Open AidanRosen opened 1 year ago
You can use the default inference code to reconstruct the (stutter+adjacent words) region. But you need to manually define this region (make the time_mel_mask
to include the stutter).
Ok so is it an executable I run or do I edit the default inference code to target a file? How would I use the default inference code in the first place
First, you can try the example inference pipeline provided in the README. Then you can substitute the example audio and the csv file with your custom clean audio. Finally, you can try the stutter removal process by some small modifications to the inference code.
Is that this one?
python inference/tts/spec_denoiser.py --exp_name spec_denoiser
Thank you!
Did you use the latest code in our repo?
This one is recommended.
you're welcome
Yes I downloaded the latest code today. I ran the command above, but I'm not sure how to modify it to take an audio file and output a destuttered audio file, like the ones in the demo for FluentSpeech. I guess what I really need is FluentSpeech.
Oh wait does the code need text to reconstruct the audio? That'd make sense, and my project has transcription capabilities. How do I go about taking text and an audio file then to return unstuttered audio
I ended up manually downloading mfa_dict and mda_model.zip from the google drive, but I'm getting this error when running the inference example command:
Traceback (most recent call last):
File "C:\Users\aidan\Downloads\Speech-Editing-Toolkit-stable\Speech-Editing-Toolkit-stable\inference\tts\spec_denoiser.py", line 352, in
Thoughts?
Oh forgot to add:
'mfa' is not recognized as an internal or external command, operable program or batch file. Generating forced alignments with mfa. Please wait for about several minutes. mfa align -j 4 --clean inference/audio data/processed/libritts/mfa_dict.txt data/processed/libritts/mfa_model.zip inference/audio/mfa_out | Unknow hparams: [] | Hparams chains: [] | Hparams: debug: False, exp_name: spec_denoiser, infer: False, validate: False, work_dir: checkpoints/spec_denoiser,
@AidanRosen
@Zain-Jiang What is the exact process for stutter removal, you mentionned modification to perform in the inference code, could you elaborate? My goal would be to eliminate stutter without specifying word position. May be by removing words which are not in the edited text? Also what about the stutter_speech.py file ?
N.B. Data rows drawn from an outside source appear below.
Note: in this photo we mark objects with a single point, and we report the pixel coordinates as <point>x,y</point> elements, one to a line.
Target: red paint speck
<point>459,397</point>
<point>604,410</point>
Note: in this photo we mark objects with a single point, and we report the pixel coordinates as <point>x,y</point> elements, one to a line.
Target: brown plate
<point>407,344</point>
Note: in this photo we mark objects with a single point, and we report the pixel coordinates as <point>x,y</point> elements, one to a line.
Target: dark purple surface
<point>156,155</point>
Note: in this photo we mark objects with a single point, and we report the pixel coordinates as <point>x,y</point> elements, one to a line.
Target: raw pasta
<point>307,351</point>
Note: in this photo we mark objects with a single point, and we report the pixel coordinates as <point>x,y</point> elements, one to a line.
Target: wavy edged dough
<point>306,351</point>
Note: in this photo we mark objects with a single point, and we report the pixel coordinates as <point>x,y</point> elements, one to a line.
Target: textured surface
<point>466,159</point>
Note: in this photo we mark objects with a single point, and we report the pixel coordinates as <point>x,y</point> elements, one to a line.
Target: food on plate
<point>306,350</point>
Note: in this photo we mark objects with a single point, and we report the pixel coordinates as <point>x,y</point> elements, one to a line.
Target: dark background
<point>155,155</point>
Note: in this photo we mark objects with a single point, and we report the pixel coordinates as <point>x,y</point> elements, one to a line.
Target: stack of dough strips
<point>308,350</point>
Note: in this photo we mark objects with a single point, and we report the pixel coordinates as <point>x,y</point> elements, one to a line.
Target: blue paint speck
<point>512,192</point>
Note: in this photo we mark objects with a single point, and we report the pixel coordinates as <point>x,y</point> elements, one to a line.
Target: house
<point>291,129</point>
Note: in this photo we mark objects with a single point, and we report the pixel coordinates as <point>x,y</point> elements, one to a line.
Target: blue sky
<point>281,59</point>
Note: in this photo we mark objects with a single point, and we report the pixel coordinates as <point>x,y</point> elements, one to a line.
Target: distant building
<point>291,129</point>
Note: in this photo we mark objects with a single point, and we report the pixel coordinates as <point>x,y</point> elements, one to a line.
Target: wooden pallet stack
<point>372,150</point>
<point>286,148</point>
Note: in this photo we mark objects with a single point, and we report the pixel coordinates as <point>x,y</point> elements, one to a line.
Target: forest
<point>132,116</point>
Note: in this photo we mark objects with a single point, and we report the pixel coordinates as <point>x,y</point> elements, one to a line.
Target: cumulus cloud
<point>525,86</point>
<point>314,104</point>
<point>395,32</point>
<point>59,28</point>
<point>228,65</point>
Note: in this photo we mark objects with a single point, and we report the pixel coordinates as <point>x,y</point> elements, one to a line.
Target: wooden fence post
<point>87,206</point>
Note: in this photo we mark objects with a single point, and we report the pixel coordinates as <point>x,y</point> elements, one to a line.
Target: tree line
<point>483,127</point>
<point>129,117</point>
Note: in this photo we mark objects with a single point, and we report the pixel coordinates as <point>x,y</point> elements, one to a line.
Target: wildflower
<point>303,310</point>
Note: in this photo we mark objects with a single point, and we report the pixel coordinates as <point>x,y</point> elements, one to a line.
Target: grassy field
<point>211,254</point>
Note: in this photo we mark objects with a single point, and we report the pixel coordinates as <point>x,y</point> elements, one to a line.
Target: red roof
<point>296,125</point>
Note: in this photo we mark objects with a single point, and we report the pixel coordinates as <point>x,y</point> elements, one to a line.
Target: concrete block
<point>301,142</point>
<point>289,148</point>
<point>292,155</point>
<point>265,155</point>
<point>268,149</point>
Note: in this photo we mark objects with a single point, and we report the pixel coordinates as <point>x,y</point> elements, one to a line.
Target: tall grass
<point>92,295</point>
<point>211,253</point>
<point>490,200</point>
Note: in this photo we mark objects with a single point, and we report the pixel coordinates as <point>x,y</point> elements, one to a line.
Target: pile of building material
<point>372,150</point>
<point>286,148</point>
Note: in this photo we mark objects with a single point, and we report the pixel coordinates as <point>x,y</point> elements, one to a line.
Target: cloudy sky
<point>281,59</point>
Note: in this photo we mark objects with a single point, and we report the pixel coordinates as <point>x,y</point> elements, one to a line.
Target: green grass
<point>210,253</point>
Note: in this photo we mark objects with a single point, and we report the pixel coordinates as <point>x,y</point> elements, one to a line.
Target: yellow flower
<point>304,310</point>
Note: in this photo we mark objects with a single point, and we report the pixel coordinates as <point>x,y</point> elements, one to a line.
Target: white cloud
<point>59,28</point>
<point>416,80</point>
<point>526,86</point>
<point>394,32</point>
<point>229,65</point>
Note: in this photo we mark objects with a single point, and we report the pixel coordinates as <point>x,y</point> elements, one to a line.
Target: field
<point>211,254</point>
have tried running the spec_denoiser copy and uncommented some lines but this is as far as get
Traceback (most recent call last): File "inference/tts/spec_denoiser_copy.py", line 261, in <module> StutterSpeechInfer.example_run() File "inference/tts/spec_denoiser_copy.py", line 247, in example_run wav_out, wav_gt, mel_out, mel_gt = infer_ins.infer_once(inp) File "/mnt/c/Users/Jonathan/Apps/Audio/Speech-Editing-Toolkit/inference/tts/base_tts_infer.py", line 97, in infer_once output = self.forward_model(inp) File "inference/tts/spec_denoiser_copy.py", line 112, in forward_model output = self.model(sample['edited_txt_tokens'], time_mel_masks=time_mel_masks, mel2ph=edited_mel2ph, spk_embed=sample['spk_embed'], File "/root/miniconda3/envs/SET/lib/python3.8/site-packages/torch/nn/modules/module.py", line 1501, in _call_impl return forward_call(*args, **kwargs) File "/mnt/c/Users/Jonathan/Apps/Audio/Speech-Editing-Toolkit/modules/speech_editing/spec_denoiser/spec_denoiser.py", line 159, in forward ret = self.fs(txt_tokens, time_mel_masks, mel2ph, spk_embed, f0, uv, energy, File "/root/miniconda3/envs/SET/lib/python3.8/site-packages/torch/nn/modules/module.py", line 1501, in _call_impl return forward_call(*args, **kwargs) File "/mnt/c/Users/Jonathan/Apps/Audio/Speech-Editing-Toolkit/modules/speech_editing/spec_denoiser/fs.py", line 99, in forward decoder_inp = decoder_inp + self.forward_pitch(pitch_inp, time_mel_masks, f0, uv, mel2ph, ret, use_pred_pitch=use_pred_pitch) File "/mnt/c/Users/Jonathan/Apps/Audio/Speech-Editing-Toolkit/modules/speech_editing/spec_denoiser/fs.py", line 160, in forward_pitch masked_f0 = f0*(1-time_mel_masks) TypeError: unsupported operand type(s) for *: 'NoneType' and 'Tensor'
Hi,
I'm trying to use this code to destutter some audio files. What's the process for this?